Le Conseil d'Etat a rejeté les recours des associations et des collectivités contre la ligne THT Cotentin-Maine. A cette occasion, il précise de quelle manière il contrôle le respect du principe de précaution dans ce type d'affaires.

Gouvernance  |    |  Laurent Radisson  |  Actu-Environnement.com

Par une décision du 12 avril 2013, le Conseil d'Etat a rejeté les requêtes de plusieurs associations et collectivités locales visant à faire annuler l'arrêté ministériel du 25 juin 2010 qui déclarait d'utilité publique les travaux de création de la ligne à très haute tension (THT) "Cotentin-Maine". Cette ligne, d'une longueur de 163 km et traversant 64 communes, est destinée à acheminer l'électricité qui sera produite par le futur réacteur EPR de Flamanville (Manche). Les requérantes soutenaient que le respect du principe de précaution empêchait la réalisation de la ligne THT en raison des risques que l'opération faisait peser sur la santé des riverains.

Au-delà de l'intérêt de la décision pour le litige en cause, cette dernière affine la jurisprudence de la Haute juridiction administrative en ce qui concerne les modalités de contrôle du respect du principe de précaution par les actes déclaratifs d'utilité publique.

Une opération qui méconnaît le principe de précaution ne peut être déclarée d'utilité publique

La décision confirme tout d'abord l'étendue du champ du principe de précaution, qui doit jouer aussi bien en cas de "risque de dommage grave et irréversible pour l'environnement" que "d'atteinte à l'environnement susceptible de nuire de manière grave à la santé".

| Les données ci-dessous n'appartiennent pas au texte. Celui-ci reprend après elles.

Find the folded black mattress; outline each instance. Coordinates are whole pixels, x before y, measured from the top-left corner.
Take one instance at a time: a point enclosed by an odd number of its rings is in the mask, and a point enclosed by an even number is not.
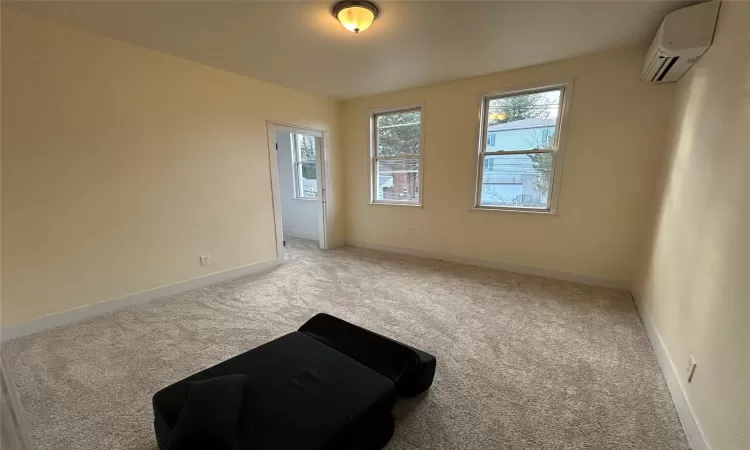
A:
[[[157,392],[153,405],[159,447],[170,448],[171,440],[172,448],[192,448],[174,445],[189,389],[201,380],[235,374],[244,375],[236,448],[379,449],[393,434],[393,380],[293,332]]]
[[[316,314],[299,331],[393,380],[402,397],[426,391],[435,377],[434,356],[330,314]]]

Le Conseil d'Etat affirme ensuite qu'une opération qui méconnaît les exigences du principe de précaution ne peut jamais être déclarée d'utilité publique. Pour s'assurer du respect de ce principe, l'autorité compétente de l'Etat, saisie d'une demande tendant à ce qu'un projet soit déclaré d'utilité publique, doit procéder en trois étapes, explique la Haute juridiction dans un communiqué.

D'abord, "rechercher s'il existe des éléments circonstanciés de nature à accréditer l'hypothèse d'un risque (…) qui justifierait, en dépit des incertitudes subsistant quant à sa réalité et à sa portée en l'état des connaissances scientifiques, l'application du principe de précaution". Ensuite, si cette condition est remplie, "veiller à ce que des procédures d'évaluation du risque identifié soient mises en œuvre par les autorités publiques ou sous leur contrôle".  Enfin, "vérifier que (…) les mesures de précaution dont l'opération est assortie afin d'éviter la réalisation du dommage ne sont ni insuffisantes, ni excessives".

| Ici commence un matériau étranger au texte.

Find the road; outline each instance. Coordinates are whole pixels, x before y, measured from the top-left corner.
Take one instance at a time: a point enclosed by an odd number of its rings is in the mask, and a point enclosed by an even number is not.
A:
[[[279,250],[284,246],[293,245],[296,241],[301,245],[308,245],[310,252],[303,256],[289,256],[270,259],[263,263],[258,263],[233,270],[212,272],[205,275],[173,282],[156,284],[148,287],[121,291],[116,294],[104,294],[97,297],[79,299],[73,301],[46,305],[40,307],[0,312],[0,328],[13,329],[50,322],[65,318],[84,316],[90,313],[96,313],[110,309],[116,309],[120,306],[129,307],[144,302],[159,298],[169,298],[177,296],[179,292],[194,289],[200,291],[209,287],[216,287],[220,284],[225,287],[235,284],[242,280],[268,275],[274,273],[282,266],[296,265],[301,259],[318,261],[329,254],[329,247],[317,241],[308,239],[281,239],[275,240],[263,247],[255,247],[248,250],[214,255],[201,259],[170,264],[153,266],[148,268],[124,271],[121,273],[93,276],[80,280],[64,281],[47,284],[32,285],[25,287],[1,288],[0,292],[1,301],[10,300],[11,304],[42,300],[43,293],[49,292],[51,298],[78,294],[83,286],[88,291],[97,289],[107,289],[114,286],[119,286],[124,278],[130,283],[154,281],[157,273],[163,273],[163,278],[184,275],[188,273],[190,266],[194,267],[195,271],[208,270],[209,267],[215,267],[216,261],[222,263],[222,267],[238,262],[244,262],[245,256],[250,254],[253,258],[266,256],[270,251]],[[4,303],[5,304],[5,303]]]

En cas de contestation de la déclaration d'utilité publique, le juge doit vérifier tout d'abord que l'application du principe de précaution est justifiée, s'assurer ensuite de la réalité des procédures d'évaluation du risque mises en œuvre et, enfin, de l'absence d'erreur manifeste d'appréciation dans le choix des mesures de précaution.

Si ce premier contrôle ne l'a pas conduit à annuler la décision contestée, il appartient ensuite au juge administratif, "lorsqu'il contrôle l'utilité publique du projet en mettant en balance ses avantages et ses inconvénients, de prendre en compte, au titre des inconvénients, le risque tel qu'il est prévenu par les mesures de précaution, les inconvénients d'ordre social pouvant résulter de ces mesures et le coût financier de celles-ci", explique le Conseil d'Etat.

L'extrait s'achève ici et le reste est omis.